You purchase other sorts of insurance to protect yourself from an unlikely event, an event that would cause you a large loss, a loss that you would have difficulty overcoming.
You insure your house, for example, in case of fire or other damage. Your are responsible for a certain amount of the cost of repairs for damage (the deductible). You pay a small premium for the insurance compared to the price of the house because: 1) it is not likely that your house will burn down. 2) the insurance company knows you will have to pay the deductible. It is in your best interest to maintain the house so it doesn't burn down, because you will have to pay the deductible if it does.
Your deductible on insurance (any kind) should be as much as you could pay yourself from either savings or a short term loan (a loan that you would pay back quickly in just a few years or less). If your deductible is too low your insurance premium will be high, because it is more likely the insurer will have to pay out. In general, if you could easily replace something, there is not much sense in insuring it, save the money and just buy a new one (see post on service contracts).
With that as background, I contend that the Health Insurance system now in use in the United States is only partially insurance and mostly something else. That is why it has become so expensive and unmanageable. Our current Health Insurance is three things:
- A Health Service Contract that pays the routine maintenance on you (doctors, medicine and so on)
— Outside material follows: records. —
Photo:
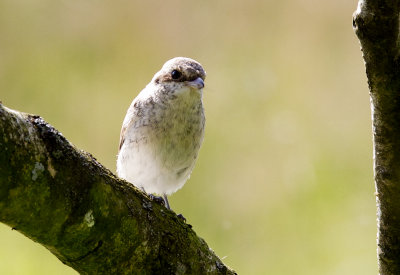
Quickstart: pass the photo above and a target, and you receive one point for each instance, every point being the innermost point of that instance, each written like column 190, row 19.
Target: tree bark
column 376, row 24
column 62, row 198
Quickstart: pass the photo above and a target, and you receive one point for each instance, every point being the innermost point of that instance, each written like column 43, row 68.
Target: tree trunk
column 376, row 24
column 61, row 197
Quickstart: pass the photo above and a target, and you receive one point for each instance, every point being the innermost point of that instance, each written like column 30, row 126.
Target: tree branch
column 376, row 24
column 91, row 220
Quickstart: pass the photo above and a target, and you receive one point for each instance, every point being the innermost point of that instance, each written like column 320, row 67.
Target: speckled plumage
column 163, row 129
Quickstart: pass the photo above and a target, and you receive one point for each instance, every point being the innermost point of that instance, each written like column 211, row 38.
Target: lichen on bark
column 376, row 24
column 62, row 198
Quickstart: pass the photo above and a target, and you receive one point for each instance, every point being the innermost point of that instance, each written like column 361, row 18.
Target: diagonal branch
column 376, row 24
column 94, row 222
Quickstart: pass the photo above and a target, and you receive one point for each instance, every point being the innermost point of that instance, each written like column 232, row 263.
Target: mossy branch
column 62, row 198
column 376, row 24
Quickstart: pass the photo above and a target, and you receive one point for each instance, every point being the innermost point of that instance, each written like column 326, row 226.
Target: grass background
column 284, row 181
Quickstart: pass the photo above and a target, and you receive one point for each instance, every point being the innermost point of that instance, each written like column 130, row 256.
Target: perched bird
column 163, row 129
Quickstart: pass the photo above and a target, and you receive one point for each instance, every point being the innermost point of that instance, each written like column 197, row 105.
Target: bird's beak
column 198, row 83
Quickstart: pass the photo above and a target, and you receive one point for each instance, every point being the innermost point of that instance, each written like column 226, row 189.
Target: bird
column 163, row 129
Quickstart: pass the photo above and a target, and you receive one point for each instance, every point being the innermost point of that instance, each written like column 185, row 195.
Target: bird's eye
column 176, row 74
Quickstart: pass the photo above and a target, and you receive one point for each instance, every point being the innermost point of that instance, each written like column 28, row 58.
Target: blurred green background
column 284, row 181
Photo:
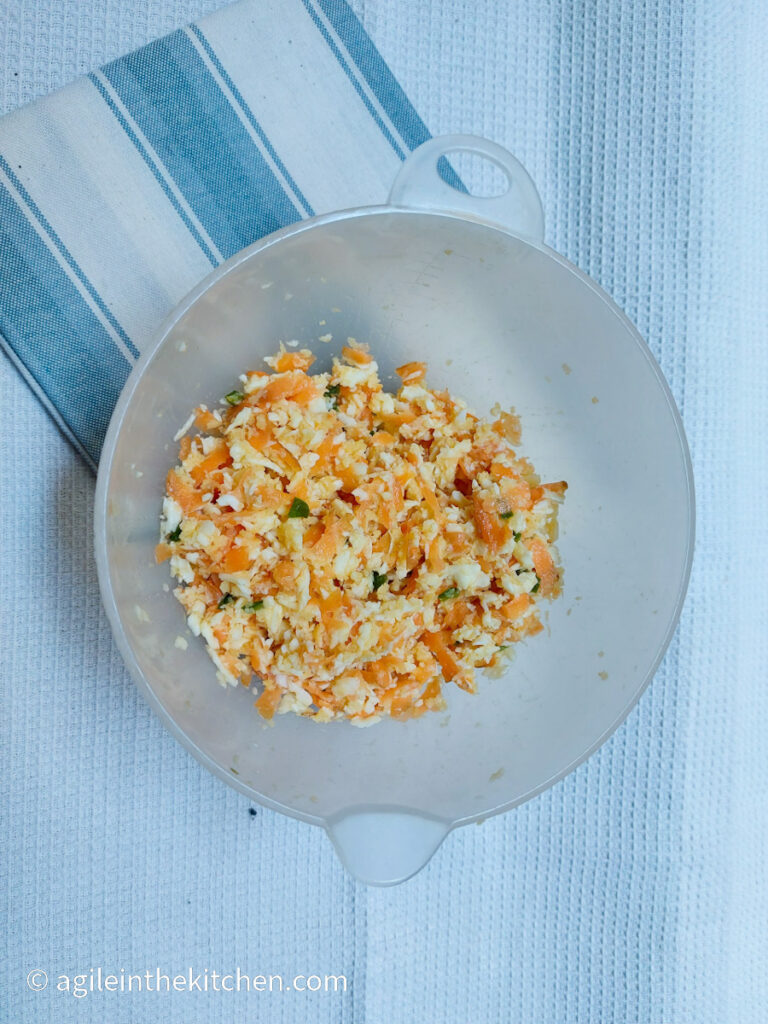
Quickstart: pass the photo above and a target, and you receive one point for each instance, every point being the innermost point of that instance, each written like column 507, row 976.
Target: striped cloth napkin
column 119, row 193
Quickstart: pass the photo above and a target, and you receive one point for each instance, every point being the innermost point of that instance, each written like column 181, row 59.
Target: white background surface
column 635, row 890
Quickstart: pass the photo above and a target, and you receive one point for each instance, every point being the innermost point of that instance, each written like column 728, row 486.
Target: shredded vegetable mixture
column 354, row 549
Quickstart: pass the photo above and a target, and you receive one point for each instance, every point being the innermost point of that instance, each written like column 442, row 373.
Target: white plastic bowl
column 467, row 285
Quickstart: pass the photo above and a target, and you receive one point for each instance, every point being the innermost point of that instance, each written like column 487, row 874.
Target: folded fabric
column 119, row 193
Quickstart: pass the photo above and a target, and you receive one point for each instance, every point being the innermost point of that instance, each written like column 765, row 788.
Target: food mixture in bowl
column 354, row 550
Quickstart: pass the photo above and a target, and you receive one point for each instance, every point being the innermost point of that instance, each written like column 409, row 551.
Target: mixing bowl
column 467, row 285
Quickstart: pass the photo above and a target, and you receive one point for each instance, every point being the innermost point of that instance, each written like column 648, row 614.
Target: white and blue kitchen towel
column 119, row 193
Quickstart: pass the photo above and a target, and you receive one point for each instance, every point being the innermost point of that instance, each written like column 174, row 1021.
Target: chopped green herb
column 299, row 509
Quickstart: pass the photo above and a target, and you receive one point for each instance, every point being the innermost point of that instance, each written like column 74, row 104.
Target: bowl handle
column 385, row 847
column 420, row 186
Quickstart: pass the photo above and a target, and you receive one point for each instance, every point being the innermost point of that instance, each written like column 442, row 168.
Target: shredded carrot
column 445, row 657
column 412, row 373
column 372, row 573
column 268, row 701
column 293, row 360
column 216, row 458
column 544, row 565
column 236, row 560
- Catastrophic Coverage, that pays for unusual medical care: accidents or serious illness that don't happen all the time or to everyone: accidents, cancer and other major problems.
- Aging Health Coverage
Aging Health coverage is not coverage for an unlikely event like insurance. Instead it concerns something that is going to happen. Everyone gets older and then usually needs more health care. Not always, but usually. Older people don't expect to have a stream of future earnings (or perhaps any current earnings). Some, perhaps many, have limited means before illness. Since these expenses are likely to happen, we have to work out some way to pay for it, or save for it.
That leaves Health Services, the first item. We have somehow arranged that every medical expense will run through the insurance system. It is as if you submitted a claim to your car insurance company every time you changed the oil, or had a tune-up. Or you had to get pre-approval from your home insurer to paint the kitchen or install on new bookcase in the living room. That would start to make everything get more expensive.
Health Insurance policies are not in the main sold to individuals, they are sold to employers. An individual either has no choice or a choice between just a few insurers. And and individual can generally not change policies except at certain times.
This situation places health insurance companies in an interesting position. They have a steady stream of premiums, but no real prospect of increasing sales to existing clients. So, if they are going to increase profits they can either increase premiums (which is often restricted contractually) or reduce costs. In this case, reducing costs means paying providers lower rates or denying coverage. Denying coverage means having lots of examiners on staff, which increases costs.
In other types of business cost control is very important, but the big driver of increased profit in other businesses is selling more: getting more customers, and selling more to existing customers.
If the business model of Health Insurance is fundamentally changed, we will have better health care, lower costs and more profitable insurers.